PROXY VOTING: CHANGES TO ISS EQUITY PLAN GUIDELINES


Proxy Voting


Proxy advisory firm ISS updated its proxy voting guidelines last fall to introduce a more detailed approach to the recommendations it makes on companies’ equity plans and shareholder proposals for an independent chairman. The changes could create uncertainty for companies during this year’s proxy season.

Up to a third of companies have an equity plan proposal on their proxy in any given year, notes Rajeev Kumar, senior managing director for corporate governance and research at proxy solicitation firm Georgeson. ISS used to consider a handful of points about an equity plan, and if the company failed on any one of them, it recommended a “no” vote. This year the proxy adviser will score companies on a number of factors related to the plan’s cost, features and grant practices and base its recommendation on the total score.

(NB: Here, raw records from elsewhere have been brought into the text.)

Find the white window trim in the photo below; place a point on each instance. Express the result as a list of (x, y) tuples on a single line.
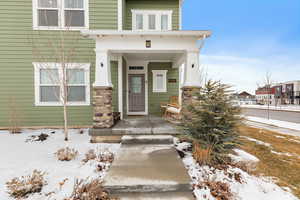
[(146, 13), (154, 86), (40, 65), (61, 17)]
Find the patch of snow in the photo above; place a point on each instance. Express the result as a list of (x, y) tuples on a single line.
[(281, 107), (243, 156), (19, 158), (282, 124), (280, 153), (257, 141), (251, 187)]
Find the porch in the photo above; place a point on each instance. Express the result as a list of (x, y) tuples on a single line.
[(134, 125), (149, 68)]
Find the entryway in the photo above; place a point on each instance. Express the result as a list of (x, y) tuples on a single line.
[(136, 93)]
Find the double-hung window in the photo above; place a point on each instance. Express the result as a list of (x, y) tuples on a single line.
[(152, 20), (159, 80), (49, 87), (60, 14)]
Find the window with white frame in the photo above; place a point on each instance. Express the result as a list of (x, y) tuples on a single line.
[(152, 20), (159, 80), (60, 14), (49, 84)]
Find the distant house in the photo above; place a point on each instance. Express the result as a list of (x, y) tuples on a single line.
[(244, 98), (265, 95), (287, 93), (140, 58)]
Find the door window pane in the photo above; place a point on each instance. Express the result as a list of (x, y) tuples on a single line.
[(76, 93), (47, 3), (139, 22), (49, 76), (74, 18), (151, 22), (75, 76), (49, 93), (164, 22), (73, 3), (48, 17), (136, 85)]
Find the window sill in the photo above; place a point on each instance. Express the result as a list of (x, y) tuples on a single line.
[(54, 28)]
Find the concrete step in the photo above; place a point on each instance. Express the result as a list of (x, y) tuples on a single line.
[(156, 196), (147, 168), (147, 139)]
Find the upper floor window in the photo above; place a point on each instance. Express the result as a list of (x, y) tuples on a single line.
[(152, 20), (60, 14)]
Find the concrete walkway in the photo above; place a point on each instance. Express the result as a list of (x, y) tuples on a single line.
[(148, 167)]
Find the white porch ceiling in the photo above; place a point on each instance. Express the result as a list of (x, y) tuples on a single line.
[(153, 56)]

The new approach gives companies “more latitude to be able to structure a plan that can meet ISS requirements,” Kumar says. For example, a company whose plan previously would have failed on cost could get a low score on cost but make it up in other areas. But the new method also takes into account factors that ISS didn’t previously consider, Kumar adds, and they could pose a problem for some companies. For example, ISS views as negative a single trigger, such as automatic vesting upon a change in control.

The other big change involves shareholder proposals calling for an independent chair. Laura Richman, counsel in the Chicago office of law firm Mayer Brown, notes that such proposals were one of the types most frequently put forward by shareholders last year.

In the past, ISS would not have supported such proposals unless the company met various governance criteria, including having a well-respected lead director. Companies should look at the criteria to get a sense of whether ISS would support the proposal, Richman says. “ISS is now shifting to a more subjective approach. Factors that would have resulted in yes or no in the past can be mitigated,” Richman says. “That may mean that ISS is likely to support more of the shareholder-proposed independent chair resolutions this season.”